Is closed subspace (open subspace) of a sequential space sequential? 
A topological space is called a sequential space if a set $A ⊂ X$ is
  closed if and only if together with any sequence it contains all its
  limits.

Is every open subspace of a sequential space, still a sequential space? or every closed subspace of a sequential space, still a sequential space?
 A: I will freely use these definitions.
Let $X$ be a sequential space, and suppose that $F$ is a closed subspace of $X$. Let $A$ be a sequentially closed subset of $F$. Suppose that $\sigma$ is a sequence in $A$ converging to some point $x\in X$; $\sigma$ is a sequence in $F$, and $F$ is closed in $X$, so $x\in F$, and since $A$ is sequentially closed in $F$, it follows that $x\in A$. Thus, $A$ is sequentially closed in $X$ as well as in $F$, and since $X$ is sequential, $A$ is closed in $X$. But $A\subseteq F$, so $A=A\cap F$, and therefore $A$ is closed in $F$. This shows that every sequentially closed subset of $F$ is closed in $F$ and hence that $F$ is sequentially closed.

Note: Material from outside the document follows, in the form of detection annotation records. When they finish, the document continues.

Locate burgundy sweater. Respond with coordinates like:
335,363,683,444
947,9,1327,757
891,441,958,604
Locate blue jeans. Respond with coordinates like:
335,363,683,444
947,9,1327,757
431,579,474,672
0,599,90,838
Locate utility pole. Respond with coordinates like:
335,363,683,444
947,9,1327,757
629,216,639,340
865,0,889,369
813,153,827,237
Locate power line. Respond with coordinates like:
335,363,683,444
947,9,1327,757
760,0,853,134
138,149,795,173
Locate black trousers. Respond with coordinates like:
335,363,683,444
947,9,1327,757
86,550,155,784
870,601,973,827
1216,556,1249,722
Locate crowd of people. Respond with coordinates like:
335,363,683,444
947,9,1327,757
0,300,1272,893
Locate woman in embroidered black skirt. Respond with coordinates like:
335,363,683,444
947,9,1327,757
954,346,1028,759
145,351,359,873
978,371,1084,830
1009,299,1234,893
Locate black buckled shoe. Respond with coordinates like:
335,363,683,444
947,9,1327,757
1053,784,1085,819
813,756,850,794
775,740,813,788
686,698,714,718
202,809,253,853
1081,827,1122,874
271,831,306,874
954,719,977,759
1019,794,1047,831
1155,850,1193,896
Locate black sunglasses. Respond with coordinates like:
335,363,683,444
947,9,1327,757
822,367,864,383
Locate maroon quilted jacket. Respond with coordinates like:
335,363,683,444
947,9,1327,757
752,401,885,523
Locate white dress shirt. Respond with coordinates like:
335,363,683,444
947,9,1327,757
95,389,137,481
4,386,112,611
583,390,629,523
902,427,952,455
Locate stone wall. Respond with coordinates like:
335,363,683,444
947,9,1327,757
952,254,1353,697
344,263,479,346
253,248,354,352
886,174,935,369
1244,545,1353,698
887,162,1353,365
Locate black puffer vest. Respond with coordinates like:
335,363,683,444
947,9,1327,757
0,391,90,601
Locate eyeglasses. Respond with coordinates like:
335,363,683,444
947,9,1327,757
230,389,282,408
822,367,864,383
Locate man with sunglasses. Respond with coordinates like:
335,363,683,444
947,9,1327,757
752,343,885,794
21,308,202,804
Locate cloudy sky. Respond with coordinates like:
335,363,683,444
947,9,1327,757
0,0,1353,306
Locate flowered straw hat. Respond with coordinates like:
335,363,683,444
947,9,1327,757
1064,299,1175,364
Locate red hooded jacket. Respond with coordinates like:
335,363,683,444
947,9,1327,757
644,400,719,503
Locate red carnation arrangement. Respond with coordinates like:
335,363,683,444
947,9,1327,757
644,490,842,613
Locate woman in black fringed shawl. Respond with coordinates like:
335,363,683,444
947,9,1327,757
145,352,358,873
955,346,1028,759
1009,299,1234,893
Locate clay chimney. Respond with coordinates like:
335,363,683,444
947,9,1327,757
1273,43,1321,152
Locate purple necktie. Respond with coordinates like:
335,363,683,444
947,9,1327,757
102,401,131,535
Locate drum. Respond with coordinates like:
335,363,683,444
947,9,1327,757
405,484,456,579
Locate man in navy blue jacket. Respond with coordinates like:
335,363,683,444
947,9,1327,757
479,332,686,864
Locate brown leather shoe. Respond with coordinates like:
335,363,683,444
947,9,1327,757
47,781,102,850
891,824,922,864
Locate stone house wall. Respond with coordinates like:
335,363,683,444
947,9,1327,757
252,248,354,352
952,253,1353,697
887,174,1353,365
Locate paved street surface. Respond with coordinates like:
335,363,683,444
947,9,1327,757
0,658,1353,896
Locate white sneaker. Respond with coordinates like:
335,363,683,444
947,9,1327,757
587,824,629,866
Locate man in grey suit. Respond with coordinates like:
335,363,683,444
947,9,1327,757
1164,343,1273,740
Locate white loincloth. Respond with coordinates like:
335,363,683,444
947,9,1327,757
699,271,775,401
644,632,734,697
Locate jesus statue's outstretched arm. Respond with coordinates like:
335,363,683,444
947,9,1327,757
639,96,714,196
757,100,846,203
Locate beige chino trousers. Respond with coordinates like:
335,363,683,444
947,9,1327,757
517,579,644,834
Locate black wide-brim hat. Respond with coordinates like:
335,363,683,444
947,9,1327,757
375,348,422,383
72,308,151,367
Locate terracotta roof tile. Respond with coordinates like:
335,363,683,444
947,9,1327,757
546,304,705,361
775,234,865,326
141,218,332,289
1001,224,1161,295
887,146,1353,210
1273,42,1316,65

Now suppose that $U$ is an open subspace of $X$, and let $V$ be a sequentially open subset of $U$. Let $\sigma=\langle x_n:n\in\omega\rangle$ be any sequence in $X$ converging to some $x\in V$; $x\in U$, which is open in $X$, so $\sigma$ is eventually in $U$, i.e., there is an $m\in\omega$ such that $x_n\in U$ for each $n\ge m$. Then $\sigma'=\langle x_n:n\ge m\rangle$ is a sequence in $U$ converging to $x\in V$, and $V$ is sequentially open in $U$, so $\sigma'$ is eventually in $V$: there is an $m'\ge m$ such that $x_n\in V$ for each $n\ge m'$. Thus, $\sigma$ is eventually in $V$, and $V$ is therefore sequentially open in $X$ as well as in $U$. Finally, $X$ is sequential, so $V$ is actually open in $X$. Finally, $V=V\cap U$, so $V$ is open in $U$, and it follows that $U$ is sequential.